Ancien résistant français ayant survécu aux camps de concentration nazis de Buchenwald et de Dora, Stéphane Hessel devient ensuite diplomate et ambassadeur à la fin de la Seconde Guerre mondiale. Pour son premier poste, il est affecté en 1946 aux Nations Unies où il occupe la fonction de directeur du cabinet d’Henri Laugier, secrétaire général adjoint de l'ONU. Il fut ainsi un témoin privilégié de la rédaction et de l'adoption, en 1948, de la Déclaration universelle des droits de l'Homme à laquelle il a participé.

Ardent défenseur des droits des Palestiniens depuis de très longues années, Stéphane Hessel avait rejoint le mouvement BDS (Boycott, Désinvestissement, Sanctions) contre Israël, ce qui lui a valu plusieurs campagnes de diffamation publique de ses détracteurs, dont figure le Conseil représentatif des institutions juives de France (CRIF). Il était aussi le président du jury du Tribunal Russell sur la Palestine dès ses débuts en 2009.

Son indignation de la politique israélienne envers les Palestiniens, il en avait même fait part dans son ouvrage de poche « Indignez-vous ! », qui avait fait un tabac dans les librairies en 2010. A travers son ouvrage, l’ancien résistant, qui avait renoncé à ses droits d’auteur, faisait ainsi appel à la conscience citoyenne de millions de personnes afin de les faire réfléchir aux moyens de combattre les injustices d’aujourd’hui.

Stéphane Hessel, un grand homme

Stéphane Hessel a reçu de nombreux prix au cours de sa vie récompensant son combat inlassable pour les droits de l’Homme, la justice et la dignité humaine. Une des dernières récompenses en date : le prix Frantz Fanon en février 2011, du nom du penseur engagé anti-colonialiste, qui a passé la majeure partie de sa vie en Algérie. Il s’est ainsi vu récompenser pour son combat contre le colonialisme.

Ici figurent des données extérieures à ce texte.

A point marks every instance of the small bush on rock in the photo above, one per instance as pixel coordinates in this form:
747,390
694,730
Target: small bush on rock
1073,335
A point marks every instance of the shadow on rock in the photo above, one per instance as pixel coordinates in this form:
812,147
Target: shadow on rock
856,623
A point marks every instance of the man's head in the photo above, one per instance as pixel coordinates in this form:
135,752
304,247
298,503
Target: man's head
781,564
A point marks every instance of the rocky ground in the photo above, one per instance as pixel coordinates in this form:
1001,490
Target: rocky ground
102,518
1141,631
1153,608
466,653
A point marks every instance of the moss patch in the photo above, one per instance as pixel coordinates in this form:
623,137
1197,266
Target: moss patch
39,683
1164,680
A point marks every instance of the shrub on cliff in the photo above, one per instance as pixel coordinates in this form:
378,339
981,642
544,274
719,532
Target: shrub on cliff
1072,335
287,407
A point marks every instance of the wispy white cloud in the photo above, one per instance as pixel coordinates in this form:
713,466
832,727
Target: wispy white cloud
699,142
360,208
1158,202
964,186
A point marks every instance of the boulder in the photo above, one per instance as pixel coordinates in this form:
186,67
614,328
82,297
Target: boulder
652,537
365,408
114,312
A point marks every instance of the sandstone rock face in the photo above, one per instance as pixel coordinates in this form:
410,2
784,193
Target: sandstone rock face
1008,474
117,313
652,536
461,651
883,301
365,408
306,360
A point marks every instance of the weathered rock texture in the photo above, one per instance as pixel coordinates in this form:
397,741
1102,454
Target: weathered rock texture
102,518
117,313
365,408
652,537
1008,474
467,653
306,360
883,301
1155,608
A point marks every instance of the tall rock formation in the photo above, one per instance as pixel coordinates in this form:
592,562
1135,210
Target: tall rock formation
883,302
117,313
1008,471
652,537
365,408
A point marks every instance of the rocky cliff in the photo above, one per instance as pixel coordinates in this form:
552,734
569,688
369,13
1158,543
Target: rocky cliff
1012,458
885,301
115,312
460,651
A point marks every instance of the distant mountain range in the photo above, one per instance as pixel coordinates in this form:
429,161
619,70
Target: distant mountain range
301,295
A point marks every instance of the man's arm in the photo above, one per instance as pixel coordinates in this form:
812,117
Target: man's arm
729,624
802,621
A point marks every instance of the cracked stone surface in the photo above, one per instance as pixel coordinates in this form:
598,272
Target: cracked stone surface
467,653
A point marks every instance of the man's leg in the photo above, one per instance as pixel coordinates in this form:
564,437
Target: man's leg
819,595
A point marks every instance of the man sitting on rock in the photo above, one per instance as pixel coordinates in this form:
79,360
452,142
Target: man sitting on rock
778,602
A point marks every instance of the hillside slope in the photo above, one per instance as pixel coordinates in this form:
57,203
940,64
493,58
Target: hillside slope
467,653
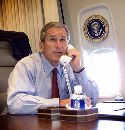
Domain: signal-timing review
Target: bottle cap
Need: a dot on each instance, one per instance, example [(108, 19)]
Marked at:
[(78, 89)]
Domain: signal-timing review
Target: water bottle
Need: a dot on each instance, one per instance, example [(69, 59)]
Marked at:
[(78, 98)]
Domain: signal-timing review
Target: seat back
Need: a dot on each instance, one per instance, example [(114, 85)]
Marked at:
[(7, 63)]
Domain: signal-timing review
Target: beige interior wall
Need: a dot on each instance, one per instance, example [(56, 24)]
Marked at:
[(50, 11), (22, 15), (117, 8)]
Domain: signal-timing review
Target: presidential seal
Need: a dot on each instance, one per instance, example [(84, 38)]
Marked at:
[(96, 29)]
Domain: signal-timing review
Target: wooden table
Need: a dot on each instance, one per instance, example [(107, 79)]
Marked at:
[(33, 122)]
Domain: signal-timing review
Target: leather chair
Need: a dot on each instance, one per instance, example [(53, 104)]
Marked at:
[(7, 63)]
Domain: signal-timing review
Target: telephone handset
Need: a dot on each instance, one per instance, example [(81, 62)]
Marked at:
[(66, 60)]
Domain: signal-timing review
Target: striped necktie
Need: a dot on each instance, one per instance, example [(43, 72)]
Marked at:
[(55, 90)]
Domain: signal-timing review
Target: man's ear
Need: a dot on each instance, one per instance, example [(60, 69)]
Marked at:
[(41, 46)]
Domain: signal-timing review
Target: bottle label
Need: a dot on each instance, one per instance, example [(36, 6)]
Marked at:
[(78, 102)]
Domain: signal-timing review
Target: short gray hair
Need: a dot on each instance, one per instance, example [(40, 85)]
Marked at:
[(50, 25)]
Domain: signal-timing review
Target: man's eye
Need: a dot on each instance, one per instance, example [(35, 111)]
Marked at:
[(63, 39), (52, 39)]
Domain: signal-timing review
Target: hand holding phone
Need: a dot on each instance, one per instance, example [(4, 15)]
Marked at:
[(66, 59)]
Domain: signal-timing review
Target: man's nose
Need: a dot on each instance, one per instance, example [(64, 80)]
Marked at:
[(58, 43)]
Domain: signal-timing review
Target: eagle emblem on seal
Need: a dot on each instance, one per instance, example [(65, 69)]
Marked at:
[(96, 29)]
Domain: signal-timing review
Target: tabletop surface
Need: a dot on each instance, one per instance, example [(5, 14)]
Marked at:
[(34, 122)]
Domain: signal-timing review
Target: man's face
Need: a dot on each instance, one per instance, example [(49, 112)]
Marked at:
[(55, 45)]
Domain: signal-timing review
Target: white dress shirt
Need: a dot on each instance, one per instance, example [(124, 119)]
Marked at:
[(30, 85)]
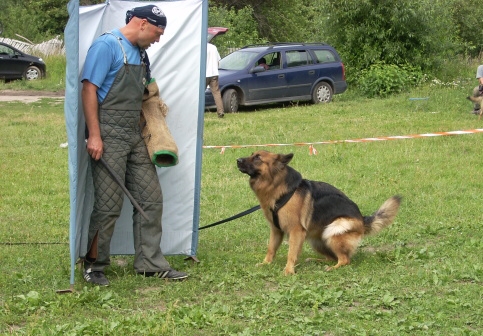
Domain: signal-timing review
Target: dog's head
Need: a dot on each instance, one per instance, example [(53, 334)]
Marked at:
[(263, 164)]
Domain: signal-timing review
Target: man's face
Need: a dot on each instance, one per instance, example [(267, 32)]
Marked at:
[(149, 35)]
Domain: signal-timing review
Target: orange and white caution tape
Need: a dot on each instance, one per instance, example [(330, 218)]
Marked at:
[(313, 151)]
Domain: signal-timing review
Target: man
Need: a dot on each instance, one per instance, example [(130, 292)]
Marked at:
[(212, 60), (114, 78), (478, 91)]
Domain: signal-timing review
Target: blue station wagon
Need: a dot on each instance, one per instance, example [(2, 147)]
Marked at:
[(279, 72)]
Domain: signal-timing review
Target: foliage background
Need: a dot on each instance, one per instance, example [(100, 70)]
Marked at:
[(432, 37)]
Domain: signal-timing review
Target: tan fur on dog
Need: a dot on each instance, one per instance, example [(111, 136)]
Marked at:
[(316, 211)]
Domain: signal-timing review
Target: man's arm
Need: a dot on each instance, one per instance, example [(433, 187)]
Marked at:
[(89, 101)]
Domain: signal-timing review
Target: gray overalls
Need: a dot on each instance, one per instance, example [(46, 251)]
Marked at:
[(125, 151)]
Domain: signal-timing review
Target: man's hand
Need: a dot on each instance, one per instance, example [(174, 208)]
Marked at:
[(95, 147)]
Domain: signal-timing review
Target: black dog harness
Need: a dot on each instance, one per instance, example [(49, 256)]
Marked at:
[(279, 204)]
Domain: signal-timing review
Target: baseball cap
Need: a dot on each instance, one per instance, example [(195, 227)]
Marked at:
[(153, 14)]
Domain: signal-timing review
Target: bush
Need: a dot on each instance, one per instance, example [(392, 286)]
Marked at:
[(381, 80)]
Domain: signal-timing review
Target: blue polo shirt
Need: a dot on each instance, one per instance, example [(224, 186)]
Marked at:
[(105, 58)]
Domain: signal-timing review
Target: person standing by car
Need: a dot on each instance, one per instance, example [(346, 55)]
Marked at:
[(115, 73), (478, 91), (212, 60)]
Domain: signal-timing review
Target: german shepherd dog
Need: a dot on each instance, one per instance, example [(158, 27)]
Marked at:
[(309, 210)]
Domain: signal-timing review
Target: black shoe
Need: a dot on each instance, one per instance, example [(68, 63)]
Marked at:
[(95, 277), (170, 275)]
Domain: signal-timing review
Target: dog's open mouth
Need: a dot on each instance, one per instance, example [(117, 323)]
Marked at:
[(245, 168)]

L’ancien diplomate a d’ailleurs été le cofondateur de l’Association de formation des travailleurs africains et malgaches (AFTAM) dont il a été le premier président en 1962. L’AFTAM, créée au sortir de la décolonisation, avait pour but d’aider les ressortissants des anciennes colonies à acquérir une formation et des logements dignes.

Autre signe de son fervent engagement pour ces derniers : il endossa le rôle délicat de médiateur des quelque 300 sans-papiers, lors de leur occupation de l’église Saint-Bernard, à Paris, en 1996, qui avait été largement médiatisée après que les autorités cléricales aient donné l’autorisation à la police d’expulser les personnes.

En 2006, il est élevé à la dignité de grand officier de l’ordre national de la Légion d’honneur, sept ans après avoir été élevé à la dignité de grand-croix de l’ordre national du Mérite.

Le combat de Stéphane Hessel n’est pas celui des armes : il est celui de la conviction, de la mesure et de la sagesse. Un homme courageux et déterminé dont les actes vont servir d'exemples à de nombreuses générations. Ce grand homme, citoyen du monde, va vraiment manquer à l’humanité. Paix à son âme.